Agnes was playing the piano again. She played when she was happy or unhappy, angry or frustrated, picking tumultuous pieces, high in emotion, closing her eyes, as her hands roved up and down the keyboard, and swaying on the piano stool. The previous evening she had played a nocturne, and as I passed the open door of the drawing room, I’d watched for a moment as Mr Gopnik sat down beside her on the stool. Even as she became wholly absorbed in the music, it was clear that she was playing for him. I noted how content he was just to sit and turn the pages for her. When she’d finished she’d beamed at him, and he had lowered his head to kiss her hand. I tiptoed past the door as if I hadn’t seen.
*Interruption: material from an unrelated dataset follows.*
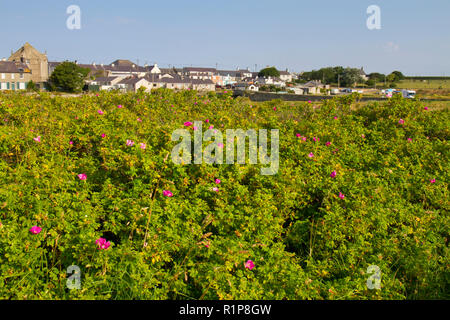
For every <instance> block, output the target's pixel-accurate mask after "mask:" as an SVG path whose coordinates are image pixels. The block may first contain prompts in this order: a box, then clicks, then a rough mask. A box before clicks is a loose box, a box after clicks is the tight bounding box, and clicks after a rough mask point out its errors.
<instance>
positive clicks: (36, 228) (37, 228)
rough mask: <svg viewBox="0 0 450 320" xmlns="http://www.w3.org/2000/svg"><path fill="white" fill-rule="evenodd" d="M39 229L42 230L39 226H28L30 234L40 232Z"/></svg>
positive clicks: (41, 230) (39, 229) (36, 233)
I was in the study going over the week’s events and had got as far as Thursday (Children’s Cancer Charity lunch, Marriage of Figaro) when I became aware of a rapping at the front door. Ilaria was with the pet behaviourist – Felix had done something unmentionable in Mr Gopnik’s office again – so I walked out to the hallway and opened it.
Mrs De Witt stood in front of me, her cane raised as if to strike. I ducked instinctively and then, when she lowered it, straightened, my palms raised. It took me a second to grasp she had simply used it to rap on the door.
‘Can I help you?’
‘Tell her to quit that infernal racket!’ Her tiny etched face was puce with fury.
‘I’m sorry?’
‘The masseuse. The mail-order bride. Whatever. I can hear it all the way down the corridor.’ She was wearing a 1970s Pucci-style duster coat with green and pink swirls and an emerald green turban. Even as I bristled at her insults, I was transfixed. ‘Uh, Agnes is actually a trained physical therapist. And it’s Mozart.’
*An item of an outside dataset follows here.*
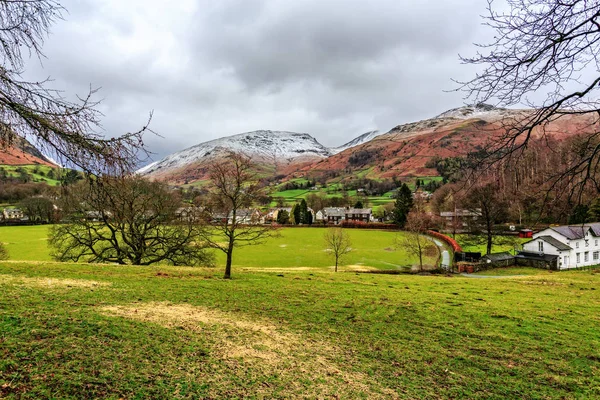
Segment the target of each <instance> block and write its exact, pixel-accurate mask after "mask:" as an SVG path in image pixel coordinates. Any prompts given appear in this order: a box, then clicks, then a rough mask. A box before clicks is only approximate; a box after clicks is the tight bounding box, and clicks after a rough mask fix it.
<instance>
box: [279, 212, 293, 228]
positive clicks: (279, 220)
mask: <svg viewBox="0 0 600 400" xmlns="http://www.w3.org/2000/svg"><path fill="white" fill-rule="evenodd" d="M289 222H290V213H288V212H287V211H285V210H280V211H279V212H278V213H277V223H278V224H281V225H285V224H287V223H289Z"/></svg>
‘I don’t care if it’s Champion the Wonder Horse playing the kazoo with his you-know-what. Tell her to pipe down. She lives in an apartment. She should have some consideration for other residents!’
Dean Martin growled at me, as if in agreement. I was going to say something else but trying to work out which of his eyes was actually looking at me was weirdly distracting. ‘I’ll pass that on, Mrs De Witt,’ I said, my professional smile in place.
‘What do you mean “pass it on”? Don’t just “pass it on”. Make her stop. She drives me crazy with the wretched pianola. Day, night, whenever. This used to be a peaceful building.’
‘But, to be fair, your dog is always bar–’
‘The other one was just as bad. Miserable woman. Always with her quacking friends, quack quack quack in the corridor, clogging up the street with their oversized cars. Ugh. I’m not surprised he traded her in.’
‘I’m not sure Mr Gopnik –’
‘ “Trained physical therapist”. Good Lord, is that what we’re calling it these days? I suppose that makes me chief negotiator at the United Nations.’ She patted her face with a handkerchief.
‘As I understand it, the great joy of America is that you can be whatever you want to be.’ I smiled.
She narrowed her eyes. I held my smile.
‘Are you English?’
‘Yes.’ I sensed a possible softening. ‘Why? Do you have relatives there, Mrs De Witt?’
‘Don’t be ridiculous.’ She looked me up and down. ‘I just thought English girls were meant to have style.’ And with that she turned and, with a dismissive wave, hobbled off down the corridor, Dean Martin casting resentful glances behind her.
‘Was that the crazy old witch across the corridor?’ Agnes called, as I closed the door softly. ‘Ugh. No wonder nobody ever comes to see her. She is like horrible dried-up piece of suszony dorsz.’
There was a brief silence. I heard pages being turned.
And then Agnes started a thunderous, cascading piece, her fingers crashing on the keyboard, hitting the pedal so hard that I felt the wood floors vibrate.
I fixed my smile again as I walked across the hallway, and checked my watch with an internal sigh. Only two hours to go.